On Thursday night, a large eviction team from the New Town Kolkata Development Authority (NKDA), accompanied by police, razed nearly 40 stalls. Several hawkers tried to resist but the authorities held their ground.

After the drive was over, tin and plastic sheets and bamboo poles were all that remained of the stalls, which used to sell a whole lot of items, including fast food and cellphone accessories.

This newspaper has reported that hawkers at three places in the township had resisted eviction attempts on Wednesday night, forcing NKDA teams and police to
retreat.

Debashis Jena, from Jyangra in Rajarhat, was selling tea and biscuits in the place where his stall stood. He said he would not budge from
the area.

“I had invested around 2 lakh to set up the stall here. I will not leave the place under any circumstance,” Jena said.

Asked how a stall made of plastic sheets and bamboo poles could cost Rs 2 lakh, he said: “We had to pay leaders in the locality. Nobody will let us sit here and set up the stalls for free.”

A senior NKDA official said a survey in 2019 by hawker surveillance teams of the authority had come across around 2,000 hawkers in New Town.

The official said they are suspecting that at least 500 more hawkers have set up stalls on pavements and thoroughfares since chief minister Mamata Banerjee’s statement that the drive to evict hawkers who had encroached on pavements and roads would be put “on hold” for a month.

“While the drive is on hold, no new stalls will be allowed to come up on the pavements,” Mamata had said at a televised meeting at Nabanna on
June 27.

NKDA surveillance teams have reported that the number of new hawkers has been on the rise across all three action areas of New Town.

“There is a spike in the number of hawkers with stalls on pavements and median dividers. Some are even blocking sections of roads,” said the official.

Shaktiman Ghosh, a hawker leader, said the survey conducted in 2019 had identified 2,500 hawkers in New Town and 800 hawkers in Sector V.

According to Ghosh, a fresh survey needs to be done but the survey teams should have representatives of hawkers.

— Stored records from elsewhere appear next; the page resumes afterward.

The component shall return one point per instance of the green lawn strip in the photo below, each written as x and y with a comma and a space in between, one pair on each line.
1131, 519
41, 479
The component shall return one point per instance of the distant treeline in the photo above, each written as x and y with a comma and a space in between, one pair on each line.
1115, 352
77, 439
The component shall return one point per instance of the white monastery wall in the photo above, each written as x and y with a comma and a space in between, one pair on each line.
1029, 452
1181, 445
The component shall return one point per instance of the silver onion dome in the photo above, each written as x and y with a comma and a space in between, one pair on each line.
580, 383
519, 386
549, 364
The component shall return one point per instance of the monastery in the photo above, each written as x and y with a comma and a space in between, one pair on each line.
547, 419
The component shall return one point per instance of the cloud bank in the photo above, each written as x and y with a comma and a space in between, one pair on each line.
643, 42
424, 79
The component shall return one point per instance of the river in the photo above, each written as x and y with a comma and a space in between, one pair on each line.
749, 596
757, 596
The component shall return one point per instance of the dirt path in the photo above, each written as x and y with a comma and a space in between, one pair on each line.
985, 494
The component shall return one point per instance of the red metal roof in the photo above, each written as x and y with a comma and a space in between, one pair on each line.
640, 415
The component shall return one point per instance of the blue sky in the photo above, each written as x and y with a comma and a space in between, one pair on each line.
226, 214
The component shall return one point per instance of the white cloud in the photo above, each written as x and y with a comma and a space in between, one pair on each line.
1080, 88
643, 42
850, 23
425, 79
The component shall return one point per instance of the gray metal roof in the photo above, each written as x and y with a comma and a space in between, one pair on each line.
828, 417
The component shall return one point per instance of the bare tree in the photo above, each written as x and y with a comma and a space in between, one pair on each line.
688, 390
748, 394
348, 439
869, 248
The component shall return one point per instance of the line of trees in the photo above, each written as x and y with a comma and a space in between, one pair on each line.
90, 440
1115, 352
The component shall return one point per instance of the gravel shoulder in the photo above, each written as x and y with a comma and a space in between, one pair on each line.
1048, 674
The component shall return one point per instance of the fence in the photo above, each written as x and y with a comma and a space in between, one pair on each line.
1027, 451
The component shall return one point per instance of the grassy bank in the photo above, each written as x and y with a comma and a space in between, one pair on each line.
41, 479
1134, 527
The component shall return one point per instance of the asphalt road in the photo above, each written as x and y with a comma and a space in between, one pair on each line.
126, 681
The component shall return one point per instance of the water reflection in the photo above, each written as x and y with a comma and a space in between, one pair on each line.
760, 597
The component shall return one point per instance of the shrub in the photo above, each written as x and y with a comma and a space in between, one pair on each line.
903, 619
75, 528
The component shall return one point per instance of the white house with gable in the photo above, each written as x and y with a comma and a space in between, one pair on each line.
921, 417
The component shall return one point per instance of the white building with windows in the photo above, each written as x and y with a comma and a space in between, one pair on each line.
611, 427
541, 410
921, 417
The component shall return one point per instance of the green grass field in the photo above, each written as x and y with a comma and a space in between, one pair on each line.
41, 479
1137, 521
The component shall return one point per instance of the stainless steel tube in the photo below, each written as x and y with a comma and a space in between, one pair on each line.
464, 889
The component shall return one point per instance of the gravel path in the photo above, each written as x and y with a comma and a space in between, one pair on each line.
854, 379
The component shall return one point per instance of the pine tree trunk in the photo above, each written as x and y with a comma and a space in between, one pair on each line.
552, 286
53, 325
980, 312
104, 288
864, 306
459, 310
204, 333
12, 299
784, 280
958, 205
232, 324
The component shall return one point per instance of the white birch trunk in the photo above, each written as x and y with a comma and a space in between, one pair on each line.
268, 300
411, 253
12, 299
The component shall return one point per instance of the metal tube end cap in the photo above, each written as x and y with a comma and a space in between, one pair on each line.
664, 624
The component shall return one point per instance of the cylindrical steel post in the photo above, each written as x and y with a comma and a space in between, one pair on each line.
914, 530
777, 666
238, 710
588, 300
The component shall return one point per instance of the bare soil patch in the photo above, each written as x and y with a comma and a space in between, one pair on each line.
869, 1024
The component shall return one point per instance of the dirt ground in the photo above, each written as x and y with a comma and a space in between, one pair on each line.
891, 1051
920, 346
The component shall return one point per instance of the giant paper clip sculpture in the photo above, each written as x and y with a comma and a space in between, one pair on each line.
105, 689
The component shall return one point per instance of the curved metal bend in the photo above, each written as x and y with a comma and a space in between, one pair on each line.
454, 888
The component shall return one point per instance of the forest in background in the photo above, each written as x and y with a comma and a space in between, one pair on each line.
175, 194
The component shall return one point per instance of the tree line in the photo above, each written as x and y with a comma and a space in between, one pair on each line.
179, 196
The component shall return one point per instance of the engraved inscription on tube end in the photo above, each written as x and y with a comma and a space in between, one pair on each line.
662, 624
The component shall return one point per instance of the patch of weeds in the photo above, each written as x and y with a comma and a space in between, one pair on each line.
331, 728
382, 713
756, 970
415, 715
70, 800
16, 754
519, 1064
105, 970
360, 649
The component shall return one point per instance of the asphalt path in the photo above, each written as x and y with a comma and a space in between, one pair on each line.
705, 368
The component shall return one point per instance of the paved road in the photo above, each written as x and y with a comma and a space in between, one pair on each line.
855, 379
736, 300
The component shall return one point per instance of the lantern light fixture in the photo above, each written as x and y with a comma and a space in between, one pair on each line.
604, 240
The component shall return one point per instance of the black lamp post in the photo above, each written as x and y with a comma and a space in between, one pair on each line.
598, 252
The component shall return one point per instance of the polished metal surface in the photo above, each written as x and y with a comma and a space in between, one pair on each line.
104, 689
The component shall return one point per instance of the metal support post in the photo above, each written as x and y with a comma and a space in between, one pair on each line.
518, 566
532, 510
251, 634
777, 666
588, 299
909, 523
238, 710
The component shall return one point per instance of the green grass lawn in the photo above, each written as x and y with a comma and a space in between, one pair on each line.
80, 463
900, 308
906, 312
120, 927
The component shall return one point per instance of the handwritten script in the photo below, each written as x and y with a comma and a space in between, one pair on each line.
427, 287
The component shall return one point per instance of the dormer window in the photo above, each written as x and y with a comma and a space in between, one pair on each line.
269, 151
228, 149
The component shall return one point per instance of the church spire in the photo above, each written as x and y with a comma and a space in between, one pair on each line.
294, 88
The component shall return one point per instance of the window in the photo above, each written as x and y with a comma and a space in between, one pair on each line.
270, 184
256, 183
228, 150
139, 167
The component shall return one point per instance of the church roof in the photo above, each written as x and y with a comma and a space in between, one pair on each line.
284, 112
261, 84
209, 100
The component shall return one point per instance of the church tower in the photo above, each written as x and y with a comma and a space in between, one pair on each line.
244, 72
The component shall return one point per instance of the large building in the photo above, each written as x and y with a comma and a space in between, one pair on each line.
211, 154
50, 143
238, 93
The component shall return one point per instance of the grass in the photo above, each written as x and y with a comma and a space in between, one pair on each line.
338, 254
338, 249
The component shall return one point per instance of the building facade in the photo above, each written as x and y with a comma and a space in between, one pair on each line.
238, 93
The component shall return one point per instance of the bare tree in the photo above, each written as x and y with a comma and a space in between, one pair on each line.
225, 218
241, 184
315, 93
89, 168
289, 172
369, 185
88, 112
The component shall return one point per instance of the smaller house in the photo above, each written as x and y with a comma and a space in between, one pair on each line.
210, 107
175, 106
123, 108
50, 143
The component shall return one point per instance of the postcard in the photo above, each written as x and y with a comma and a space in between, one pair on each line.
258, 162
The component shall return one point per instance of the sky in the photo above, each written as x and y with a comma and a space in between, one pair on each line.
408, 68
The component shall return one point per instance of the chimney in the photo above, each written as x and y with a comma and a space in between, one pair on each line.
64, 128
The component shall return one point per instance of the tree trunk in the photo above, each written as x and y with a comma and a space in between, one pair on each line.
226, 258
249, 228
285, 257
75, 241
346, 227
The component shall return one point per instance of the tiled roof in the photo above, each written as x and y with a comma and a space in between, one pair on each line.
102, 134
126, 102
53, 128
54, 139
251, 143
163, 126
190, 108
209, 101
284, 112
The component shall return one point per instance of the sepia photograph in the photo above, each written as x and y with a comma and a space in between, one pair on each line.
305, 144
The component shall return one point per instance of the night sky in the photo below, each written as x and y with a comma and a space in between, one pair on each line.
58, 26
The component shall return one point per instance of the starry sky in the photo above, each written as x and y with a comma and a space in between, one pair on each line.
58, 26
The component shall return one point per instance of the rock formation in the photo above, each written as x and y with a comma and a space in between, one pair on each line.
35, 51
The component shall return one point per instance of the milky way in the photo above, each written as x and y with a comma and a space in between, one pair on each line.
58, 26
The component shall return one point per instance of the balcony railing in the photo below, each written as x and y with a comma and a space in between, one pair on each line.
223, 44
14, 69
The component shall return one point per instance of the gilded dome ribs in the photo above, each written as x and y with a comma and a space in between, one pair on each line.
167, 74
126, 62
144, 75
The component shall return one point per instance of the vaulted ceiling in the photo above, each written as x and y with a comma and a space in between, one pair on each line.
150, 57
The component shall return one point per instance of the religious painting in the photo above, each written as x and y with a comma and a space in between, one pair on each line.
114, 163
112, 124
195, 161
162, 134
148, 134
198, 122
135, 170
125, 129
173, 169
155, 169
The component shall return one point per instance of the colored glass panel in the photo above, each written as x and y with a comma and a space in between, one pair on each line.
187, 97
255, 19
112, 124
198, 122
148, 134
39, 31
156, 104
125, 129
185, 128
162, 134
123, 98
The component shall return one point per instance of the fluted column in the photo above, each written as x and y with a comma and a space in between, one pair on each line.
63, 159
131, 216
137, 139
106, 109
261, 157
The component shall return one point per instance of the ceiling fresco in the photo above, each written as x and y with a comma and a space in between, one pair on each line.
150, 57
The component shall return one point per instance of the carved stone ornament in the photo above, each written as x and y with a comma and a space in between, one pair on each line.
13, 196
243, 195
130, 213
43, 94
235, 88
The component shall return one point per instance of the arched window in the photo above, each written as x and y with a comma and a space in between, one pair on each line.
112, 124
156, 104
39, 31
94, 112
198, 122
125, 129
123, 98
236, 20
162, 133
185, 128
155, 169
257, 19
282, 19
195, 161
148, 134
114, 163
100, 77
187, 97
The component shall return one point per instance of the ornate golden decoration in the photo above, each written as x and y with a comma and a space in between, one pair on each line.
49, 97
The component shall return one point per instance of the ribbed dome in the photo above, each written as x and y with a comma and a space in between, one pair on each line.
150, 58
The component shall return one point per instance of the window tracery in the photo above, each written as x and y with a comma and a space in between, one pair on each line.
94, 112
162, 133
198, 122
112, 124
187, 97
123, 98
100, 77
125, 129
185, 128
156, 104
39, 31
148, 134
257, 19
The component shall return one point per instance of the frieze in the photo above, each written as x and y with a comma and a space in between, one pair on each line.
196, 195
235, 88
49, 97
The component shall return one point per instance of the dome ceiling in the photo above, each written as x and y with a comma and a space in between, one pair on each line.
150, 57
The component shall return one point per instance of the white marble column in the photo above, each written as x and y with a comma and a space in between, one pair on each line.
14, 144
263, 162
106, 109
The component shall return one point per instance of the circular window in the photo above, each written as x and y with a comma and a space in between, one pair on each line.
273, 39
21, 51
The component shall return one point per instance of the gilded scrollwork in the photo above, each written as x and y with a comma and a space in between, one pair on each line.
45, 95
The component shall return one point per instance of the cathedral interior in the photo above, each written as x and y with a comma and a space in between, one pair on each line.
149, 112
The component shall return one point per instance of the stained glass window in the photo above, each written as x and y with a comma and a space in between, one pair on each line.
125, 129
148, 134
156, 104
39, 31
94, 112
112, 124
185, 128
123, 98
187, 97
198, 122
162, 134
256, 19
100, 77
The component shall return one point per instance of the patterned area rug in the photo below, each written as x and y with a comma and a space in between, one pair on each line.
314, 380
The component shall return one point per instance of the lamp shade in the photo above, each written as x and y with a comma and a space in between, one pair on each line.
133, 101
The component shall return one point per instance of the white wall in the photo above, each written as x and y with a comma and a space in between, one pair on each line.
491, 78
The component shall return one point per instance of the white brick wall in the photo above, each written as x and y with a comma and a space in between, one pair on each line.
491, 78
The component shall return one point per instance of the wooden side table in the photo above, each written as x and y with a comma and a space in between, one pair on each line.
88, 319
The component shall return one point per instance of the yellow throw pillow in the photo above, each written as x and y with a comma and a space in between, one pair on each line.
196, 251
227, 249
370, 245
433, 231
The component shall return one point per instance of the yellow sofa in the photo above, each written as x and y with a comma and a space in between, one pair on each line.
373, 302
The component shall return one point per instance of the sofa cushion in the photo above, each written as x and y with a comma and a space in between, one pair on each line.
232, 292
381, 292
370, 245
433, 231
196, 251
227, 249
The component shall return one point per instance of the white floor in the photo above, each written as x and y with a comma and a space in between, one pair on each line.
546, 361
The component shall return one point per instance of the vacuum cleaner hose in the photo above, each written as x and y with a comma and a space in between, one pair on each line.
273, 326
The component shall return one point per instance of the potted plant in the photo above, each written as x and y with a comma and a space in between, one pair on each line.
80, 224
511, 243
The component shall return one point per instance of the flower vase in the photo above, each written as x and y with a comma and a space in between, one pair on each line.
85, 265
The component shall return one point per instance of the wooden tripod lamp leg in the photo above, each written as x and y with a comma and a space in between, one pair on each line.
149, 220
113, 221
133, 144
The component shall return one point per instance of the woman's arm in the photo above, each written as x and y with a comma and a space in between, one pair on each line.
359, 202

“The New Town authorities want to rehabilitate the hawkers. We don’t trust NKDA or the police with rehabilitation. We will agree to rehabilitation if we have adequate representation in the survey team and the committee
that will allot stalls,” Ghosh said.

NKDA has built multiple hangar-like structures to rehabilitate hawkers. The structures can accommodate 900 hawkers. While most of them are still empty, the authorities are building another set of hangars that can accommodate 400 more hawkers.